2,192 days (including leap years).
Sept. 27 is the anniversary of this:
After 18 months of medical tests, blood transfusions, mentions of cancer, myriad doctor visits and head-scratching, we ended up at KU Med Center for 2.5 year old G's surgery. Early in the summer, the diagnosis we had waited for arrived...Hereditary Spherocytosis. A blood disease that is 90% of the time genetic...but one that we had never heard of and, thus far it is untraceable in our family histories.
But not something harmless. Something that threatened to sink us.
But it didn't. Not by a long shot.
It is not beyond me that we could have lost her. It's not beyond me that parents LOSE children. That the grief from that kind of loss is devastatingly deep. I know, because I watched my parents wade through the depths after the death of my brother.
The first-hand knowledge of that pain ran deep and free. And the depths of that fear were cold and unrelenting.
But even then, as immature as my understanding of God was, He was THERE. He didn't design me with a spirit of fear and timidity, but of POWER, LOVE and a SOUND MIND*. And those moments were a faith-sift.
I don't pretend to understand the purpose of the situation.
I know it was hard. I know it was painful. I know we're still dealing with its effects. And I also know that in those moments of hardship, I believed the fiery-dart lies catapulted my way*.
I got off the bench and into the game, only to get pummeled on the first play. But I got back up, and God breathed more strength. More coaching. More training. More practice.
I remember crying in a bathroom stall after I found out the surgery was over and my little girl was resting. I locked myself away, praising God with my sobs. And in those moments, I was in the game and made a wise play. For fear of the Lord is the first step to wisdom*. And I was praising his mighty hand even though I didn't understand nearly enough about Him.
I still don't know everything. I never will.
But I'm now at a point, six years later, where I can truly say, "Yes, Lord, walking in the way of your laws, I wait for you; your name and renown is the desire of my heart*."
Six years. A lot of life has happened.
And with each moment a little more gets written in my testimony. Line after line, word after word, God has restored, is restoring, or will restore me to be more like Christ.
And He wants that for you, my friend! In Christ, God wants his children to raise fists in victory. VICTORY! So let's get off the bench and make some plays. We will blunder some. But our coach is patient. And with His guidance, we will start making plays...
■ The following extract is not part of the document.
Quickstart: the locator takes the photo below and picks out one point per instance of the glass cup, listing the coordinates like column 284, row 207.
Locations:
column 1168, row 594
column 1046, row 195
And I don't know about you, but I'm excited to defeat an enemy who wants to destroy me!
What was meant for evil for me...what was meant for evil for you...God intends for good. To save lives*.
Let's allow God to sift out fear and timidity, and grab onto the power, love and sound mind He has for us!
I know it doesn't change the circumstances. My precious girl will always have HS. But it totally changes perspective. The thief comes only to steal, kill and destroy. But Christ came to give life, and give it abundantly*.
To that, let's raise our fists in victory!